The details are below:
#Fake dataset creation
id <- c(1,1,1,1,1,1,1,2,2,2,2,2,2,2,3,3,3,3,3,3,3,4,4,4,4,4,4,4)
time <-c(0,1,2,3,4,5,6,0,1,2,3,4,5,6,0,1,2,3,4,5,6,0,1,2,3,4,5,6)
ss <- c(1,3,2,3,NA,0,0,2,4,0,NA,0,0,0,4,1,2,4,2,3,NA,2,1,0,NA,NA,0,0)
mydat <- data.frame(id, time, ss)
*Bold characters represent changes from the dataset above
The goal here is to find a way to get the mean of the value before (3) and after (0) the NA value for ID #1 (variable ss) so that the data look like this: 1,3,2,3,1.5,0,0,
ID# 2 (variable ss) should look like this: 2,4,0,0,0,0,0
ID #3 (variable ss) should use a last observation carried forward approach, so it would need to look like this: 4,1,2,4,2,3,3
ID #4 (variable ss) has two consecutive NA values and should not be changed. It will be flagged for a different analysis later in my project. So, it should look like this: 2,1,0,NA,NA,0,0 (no change).
I use a package, smwrBase, the syntax for only filling in 1 missing value is below, but doesn't address id.

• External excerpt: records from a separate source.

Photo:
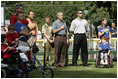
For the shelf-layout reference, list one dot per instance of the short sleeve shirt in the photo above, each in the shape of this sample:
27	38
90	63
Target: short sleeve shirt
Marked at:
47	29
57	24
114	31
14	19
106	34
21	27
105	47
79	26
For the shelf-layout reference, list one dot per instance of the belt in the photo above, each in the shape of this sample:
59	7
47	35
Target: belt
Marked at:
61	35
79	34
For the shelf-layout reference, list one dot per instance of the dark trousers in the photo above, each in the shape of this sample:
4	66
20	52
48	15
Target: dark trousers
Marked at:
80	41
60	46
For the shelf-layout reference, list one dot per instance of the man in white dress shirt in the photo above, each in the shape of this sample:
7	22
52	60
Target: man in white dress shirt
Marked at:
79	27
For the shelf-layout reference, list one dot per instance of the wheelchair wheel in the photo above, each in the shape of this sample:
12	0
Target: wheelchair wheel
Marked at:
3	73
48	73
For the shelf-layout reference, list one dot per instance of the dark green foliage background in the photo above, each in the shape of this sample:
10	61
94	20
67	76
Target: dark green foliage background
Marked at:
96	10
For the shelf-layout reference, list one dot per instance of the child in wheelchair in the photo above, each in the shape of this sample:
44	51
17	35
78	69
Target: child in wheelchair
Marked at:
104	52
13	41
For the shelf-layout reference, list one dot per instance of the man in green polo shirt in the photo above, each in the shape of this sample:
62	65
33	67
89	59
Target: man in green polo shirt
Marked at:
49	41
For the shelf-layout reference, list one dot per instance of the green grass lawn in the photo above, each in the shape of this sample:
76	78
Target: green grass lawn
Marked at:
79	71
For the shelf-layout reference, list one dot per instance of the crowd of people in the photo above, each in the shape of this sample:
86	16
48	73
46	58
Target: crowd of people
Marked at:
56	36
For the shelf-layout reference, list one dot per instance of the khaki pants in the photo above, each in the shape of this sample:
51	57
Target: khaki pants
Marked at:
49	49
61	49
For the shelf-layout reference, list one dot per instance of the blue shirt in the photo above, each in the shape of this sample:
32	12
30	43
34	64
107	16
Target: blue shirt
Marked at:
57	24
105	47
20	27
106	34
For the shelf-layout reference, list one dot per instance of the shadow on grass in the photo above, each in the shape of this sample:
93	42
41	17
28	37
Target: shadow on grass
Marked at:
84	74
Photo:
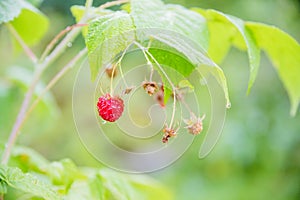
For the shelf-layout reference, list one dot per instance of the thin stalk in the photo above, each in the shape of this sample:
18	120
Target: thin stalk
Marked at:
171	83
59	49
149	63
114	68
27	50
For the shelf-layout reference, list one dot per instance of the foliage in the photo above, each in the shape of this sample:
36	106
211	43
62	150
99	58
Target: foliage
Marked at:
201	38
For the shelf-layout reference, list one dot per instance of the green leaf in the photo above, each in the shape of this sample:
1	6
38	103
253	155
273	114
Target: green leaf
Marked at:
9	9
175	66
26	182
81	190
284	52
108	36
195	56
64	172
122	186
154	14
28	160
225	27
3	187
22	77
36	3
31	24
78	12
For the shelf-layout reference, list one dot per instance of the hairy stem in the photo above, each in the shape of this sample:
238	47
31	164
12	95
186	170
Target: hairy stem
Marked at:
172	85
27	50
121	71
58	50
147	53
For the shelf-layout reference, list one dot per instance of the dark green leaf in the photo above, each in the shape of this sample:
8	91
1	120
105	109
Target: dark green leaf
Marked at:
156	15
9	9
195	56
26	182
108	36
284	52
227	26
31	24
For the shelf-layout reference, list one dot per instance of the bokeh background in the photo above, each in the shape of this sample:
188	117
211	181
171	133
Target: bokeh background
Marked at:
258	155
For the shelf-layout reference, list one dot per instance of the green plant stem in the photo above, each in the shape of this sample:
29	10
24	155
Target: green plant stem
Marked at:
59	49
121	71
172	85
27	50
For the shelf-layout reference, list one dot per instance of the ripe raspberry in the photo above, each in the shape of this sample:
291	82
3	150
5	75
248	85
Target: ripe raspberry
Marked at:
110	108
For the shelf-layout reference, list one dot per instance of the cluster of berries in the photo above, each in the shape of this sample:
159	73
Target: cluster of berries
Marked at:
110	108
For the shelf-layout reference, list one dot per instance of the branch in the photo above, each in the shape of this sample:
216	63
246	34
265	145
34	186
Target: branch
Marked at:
27	50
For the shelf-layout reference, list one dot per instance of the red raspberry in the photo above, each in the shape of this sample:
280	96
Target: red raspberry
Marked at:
110	108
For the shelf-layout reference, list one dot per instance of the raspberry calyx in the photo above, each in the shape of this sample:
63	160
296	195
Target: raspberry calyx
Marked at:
110	108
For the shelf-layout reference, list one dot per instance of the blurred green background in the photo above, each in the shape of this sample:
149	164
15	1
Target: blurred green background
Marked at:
258	155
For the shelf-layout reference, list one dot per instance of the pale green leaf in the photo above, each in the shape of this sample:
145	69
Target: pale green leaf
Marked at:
154	14
80	190
284	52
28	160
31	24
9	9
3	187
226	26
195	56
22	77
108	36
122	186
26	182
64	172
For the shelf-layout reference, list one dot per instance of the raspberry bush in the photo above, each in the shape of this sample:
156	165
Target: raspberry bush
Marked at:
174	41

smwrBase::fillMissing(ss, max.fill=1)
The zoo package might be more standard, same issue though.
zoo::na.approx(ss, maxgap=1)
Below is an approach that accounts for the variable id. Current interpolation approaches dont like to fill in the last value, so i added a manual if stmt for that. A bit brute force as there might be a tapply approach out there.

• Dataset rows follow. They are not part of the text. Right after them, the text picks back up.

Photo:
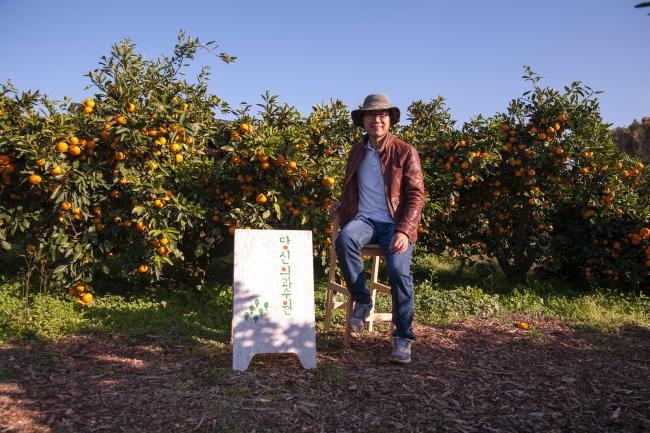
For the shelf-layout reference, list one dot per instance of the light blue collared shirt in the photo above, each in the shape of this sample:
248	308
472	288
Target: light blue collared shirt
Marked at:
372	194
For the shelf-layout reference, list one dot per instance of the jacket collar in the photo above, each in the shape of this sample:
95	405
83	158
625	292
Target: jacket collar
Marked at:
388	142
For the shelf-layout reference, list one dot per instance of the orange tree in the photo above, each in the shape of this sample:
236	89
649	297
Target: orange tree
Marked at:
497	185
99	186
603	235
281	170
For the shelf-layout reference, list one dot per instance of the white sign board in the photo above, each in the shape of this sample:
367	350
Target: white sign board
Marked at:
273	308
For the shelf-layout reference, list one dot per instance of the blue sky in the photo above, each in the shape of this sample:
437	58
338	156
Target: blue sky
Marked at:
469	52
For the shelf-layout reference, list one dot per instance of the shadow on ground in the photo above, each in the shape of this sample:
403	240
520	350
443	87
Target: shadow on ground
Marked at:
471	376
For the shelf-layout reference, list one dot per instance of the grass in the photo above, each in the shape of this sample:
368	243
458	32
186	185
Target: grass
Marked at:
444	293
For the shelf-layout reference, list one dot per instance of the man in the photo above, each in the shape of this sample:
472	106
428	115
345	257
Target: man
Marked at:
382	200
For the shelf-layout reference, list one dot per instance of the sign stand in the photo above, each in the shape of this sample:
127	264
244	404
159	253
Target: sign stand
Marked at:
273	284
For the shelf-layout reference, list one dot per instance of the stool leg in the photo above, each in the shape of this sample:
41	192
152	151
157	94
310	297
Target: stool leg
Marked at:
374	278
348	312
328	308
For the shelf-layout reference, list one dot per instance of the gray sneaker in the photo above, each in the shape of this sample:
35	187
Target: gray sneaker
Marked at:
401	351
360	313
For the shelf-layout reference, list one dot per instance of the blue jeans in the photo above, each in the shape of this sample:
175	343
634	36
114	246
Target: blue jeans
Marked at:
356	234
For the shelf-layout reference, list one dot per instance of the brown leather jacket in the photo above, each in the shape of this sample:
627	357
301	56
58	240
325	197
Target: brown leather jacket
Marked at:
403	183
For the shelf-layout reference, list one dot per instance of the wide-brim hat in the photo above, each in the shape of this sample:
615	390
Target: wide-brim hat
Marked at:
375	102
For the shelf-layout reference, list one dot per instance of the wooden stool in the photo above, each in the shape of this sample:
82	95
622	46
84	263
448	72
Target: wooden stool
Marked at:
334	287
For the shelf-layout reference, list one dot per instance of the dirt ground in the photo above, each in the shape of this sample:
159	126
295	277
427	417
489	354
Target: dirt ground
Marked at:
473	376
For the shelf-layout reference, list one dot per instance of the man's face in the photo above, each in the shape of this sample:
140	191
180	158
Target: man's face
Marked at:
376	123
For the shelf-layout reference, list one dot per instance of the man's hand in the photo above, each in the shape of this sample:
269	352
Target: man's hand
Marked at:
399	244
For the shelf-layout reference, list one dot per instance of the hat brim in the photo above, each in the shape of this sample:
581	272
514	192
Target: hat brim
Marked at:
357	115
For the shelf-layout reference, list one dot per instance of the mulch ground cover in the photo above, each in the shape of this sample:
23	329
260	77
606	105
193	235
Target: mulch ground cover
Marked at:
473	376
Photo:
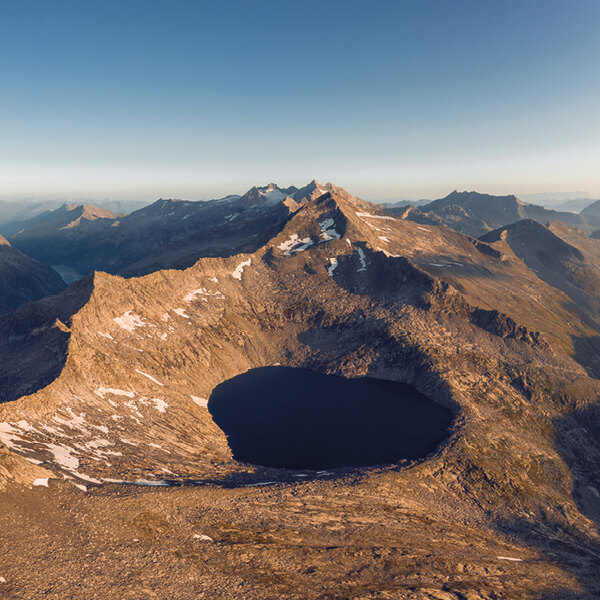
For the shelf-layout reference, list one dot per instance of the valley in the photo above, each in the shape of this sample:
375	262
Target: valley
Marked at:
117	456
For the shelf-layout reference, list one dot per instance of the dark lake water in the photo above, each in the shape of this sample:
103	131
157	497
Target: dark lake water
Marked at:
300	419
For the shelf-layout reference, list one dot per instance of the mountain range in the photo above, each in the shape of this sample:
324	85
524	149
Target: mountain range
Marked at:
486	305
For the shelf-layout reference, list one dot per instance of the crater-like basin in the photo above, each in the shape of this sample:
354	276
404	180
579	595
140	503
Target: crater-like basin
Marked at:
299	419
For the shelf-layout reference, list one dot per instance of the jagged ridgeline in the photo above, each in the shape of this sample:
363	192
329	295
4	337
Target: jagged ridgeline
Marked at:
108	382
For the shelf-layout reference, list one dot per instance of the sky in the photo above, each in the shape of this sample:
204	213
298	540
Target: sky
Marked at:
389	99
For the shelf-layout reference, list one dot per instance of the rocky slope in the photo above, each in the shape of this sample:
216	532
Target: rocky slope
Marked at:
475	214
124	368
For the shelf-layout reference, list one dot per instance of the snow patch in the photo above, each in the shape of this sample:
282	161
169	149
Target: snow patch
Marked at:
237	274
295	244
202	402
129	321
102	391
160	405
328	231
363	260
372	216
193	295
149	377
332	266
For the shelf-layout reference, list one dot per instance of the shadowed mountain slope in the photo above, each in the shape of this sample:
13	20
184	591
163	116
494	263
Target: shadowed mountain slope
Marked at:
337	287
23	279
475	214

> id <- c(1,1,1,1,1,1,1,2,2,2,2,2,2,2,3,3,3,3,3,3,3,4,4,4,4,4,4,4)
> time <-c(0,1,2,3,4,5,6,0,1,2,3,4,5,6,0,1,2,3,4,5,6,0,1,2,3,4,5,6)

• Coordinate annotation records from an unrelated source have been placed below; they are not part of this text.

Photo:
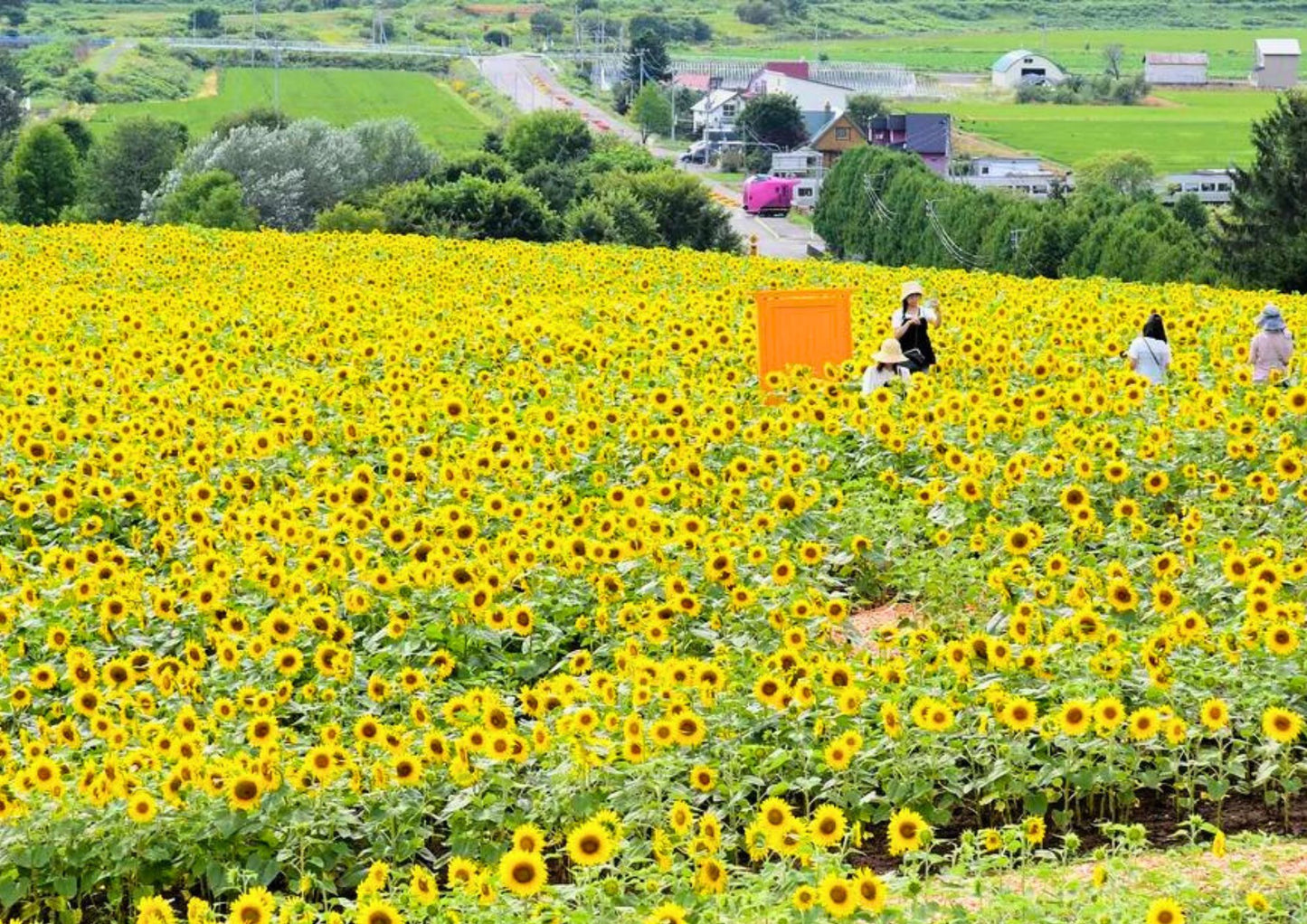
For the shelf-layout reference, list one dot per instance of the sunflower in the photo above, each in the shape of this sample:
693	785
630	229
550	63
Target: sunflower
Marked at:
1075	716
1281	724
838	895
522	872
244	791
1165	911
155	910
828	826
141	808
1019	713
1034	830
1281	639
907	832
376	911
590	844
252	907
774	815
668	912
871	891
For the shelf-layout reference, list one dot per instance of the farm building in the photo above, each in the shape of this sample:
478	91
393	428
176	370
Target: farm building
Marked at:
1024	67
716	111
810	94
930	135
1175	68
838	135
1276	63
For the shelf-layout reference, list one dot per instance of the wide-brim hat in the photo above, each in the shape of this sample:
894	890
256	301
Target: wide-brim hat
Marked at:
890	352
1271	319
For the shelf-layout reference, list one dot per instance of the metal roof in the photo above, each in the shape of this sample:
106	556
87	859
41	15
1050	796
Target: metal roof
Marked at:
1012	58
1175	58
1278	46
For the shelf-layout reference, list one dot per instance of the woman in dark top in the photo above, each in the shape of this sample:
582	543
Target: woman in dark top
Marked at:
913	323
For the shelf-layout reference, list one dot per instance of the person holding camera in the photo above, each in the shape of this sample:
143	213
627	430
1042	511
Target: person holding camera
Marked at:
913	323
1151	354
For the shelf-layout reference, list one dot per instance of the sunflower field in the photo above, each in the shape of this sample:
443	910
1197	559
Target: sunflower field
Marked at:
372	580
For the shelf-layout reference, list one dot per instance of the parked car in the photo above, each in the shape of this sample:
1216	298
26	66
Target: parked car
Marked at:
696	153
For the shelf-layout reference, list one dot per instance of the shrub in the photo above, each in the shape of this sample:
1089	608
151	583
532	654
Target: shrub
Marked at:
211	199
349	219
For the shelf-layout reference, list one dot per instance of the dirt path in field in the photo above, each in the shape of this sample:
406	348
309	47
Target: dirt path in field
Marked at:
209	87
1263	867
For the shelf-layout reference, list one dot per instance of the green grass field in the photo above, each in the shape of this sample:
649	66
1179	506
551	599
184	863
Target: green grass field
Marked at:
340	97
1196	128
1080	50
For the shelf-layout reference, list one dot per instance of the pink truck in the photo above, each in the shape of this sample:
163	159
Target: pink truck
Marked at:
769	195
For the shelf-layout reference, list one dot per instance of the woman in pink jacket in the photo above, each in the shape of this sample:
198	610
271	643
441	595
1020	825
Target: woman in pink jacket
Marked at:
1272	348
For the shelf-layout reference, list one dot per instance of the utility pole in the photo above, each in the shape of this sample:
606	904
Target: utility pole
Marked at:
276	78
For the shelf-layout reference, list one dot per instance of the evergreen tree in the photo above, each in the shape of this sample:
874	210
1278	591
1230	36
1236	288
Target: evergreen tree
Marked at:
772	119
42	176
12	91
1264	235
652	111
128	162
647	61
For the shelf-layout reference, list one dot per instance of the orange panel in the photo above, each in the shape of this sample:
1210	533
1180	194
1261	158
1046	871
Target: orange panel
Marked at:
805	327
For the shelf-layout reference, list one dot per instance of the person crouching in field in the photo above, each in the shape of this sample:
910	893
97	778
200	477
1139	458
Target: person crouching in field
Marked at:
889	365
1272	348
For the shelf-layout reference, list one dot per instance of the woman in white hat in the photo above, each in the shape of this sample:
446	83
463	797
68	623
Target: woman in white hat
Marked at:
1272	348
911	323
890	366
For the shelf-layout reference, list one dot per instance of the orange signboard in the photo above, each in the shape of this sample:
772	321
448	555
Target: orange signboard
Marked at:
802	327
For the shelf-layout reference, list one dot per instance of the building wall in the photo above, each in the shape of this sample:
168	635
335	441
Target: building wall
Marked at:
831	146
812	97
1010	79
1278	73
1175	73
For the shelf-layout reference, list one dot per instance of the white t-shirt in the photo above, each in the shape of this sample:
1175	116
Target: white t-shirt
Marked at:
901	316
1151	358
875	377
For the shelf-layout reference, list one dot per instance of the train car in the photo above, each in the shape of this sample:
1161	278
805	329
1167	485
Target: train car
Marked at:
769	195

> ss <- c(1,3,2,3,NA,0,0,2,4,0,NA,0,0,0,4,1,2,4,2,3,NA,2,1,0,NA,NA,0,0)
> mydat <- data.frame(id, time, ss, ss2=NA_real_)
> for (i in unique(id)) {
+ # interpolate for gaps
+ mydat$ss2[mydat$id==i] <- zoo::na.approx(ss[mydat$id==i], maxgap=1, na.rm=FALSE)
+ # extension for gap as last value
+ if(is.na(mydat$ss2[mydat$id==i][length(mydat$ss2[mydat$id==i])])) {
+ mydat$ss2[mydat$id==i][length(mydat$ss2[mydat$id==i])] <-
+ mydat$ss2[mydat$id==i][length(mydat$ss2[mydat$id==i])-1]
+ }
+ }
> mydat
id time ss ss2
1 1 0 1 1.0
2 1 1 3 3.0
3 1 2 2 2.0
4 1 3 3 3.0
5 1 4 NA 1.5
6 1 5 0 0.0
7 1 6 0 0.0
8 2 0 2 2.0
9 2 1 4 4.0
10 2 2 0 0.0
11 2 3 NA 0.0
12 2 4 0 0.0
13 2 5 0 0.0
14 2 6 0 0.0
15 3 0 4 4.0
16 3 1 1 1.0
17 3 2 2 2.0
18 3 3 4 4.0
19 3 4 2 2.0
20 3 5 3 3.0
21 3 6 NA 3.0
22 4 0 2 2.0
23 4 1 1 1.0
24 4 2 0 0.0
25 4 3 NA NA
26 4 4 NA NA
27 4 5 0 0.0
28 4 6 0 0.0
The interpolated value in id=1 is 1.5 (avg of 3 and 0), id=2 is 0 (avg of 0 and 0, and id=3 is 3 (the value preceding since it there is no following value).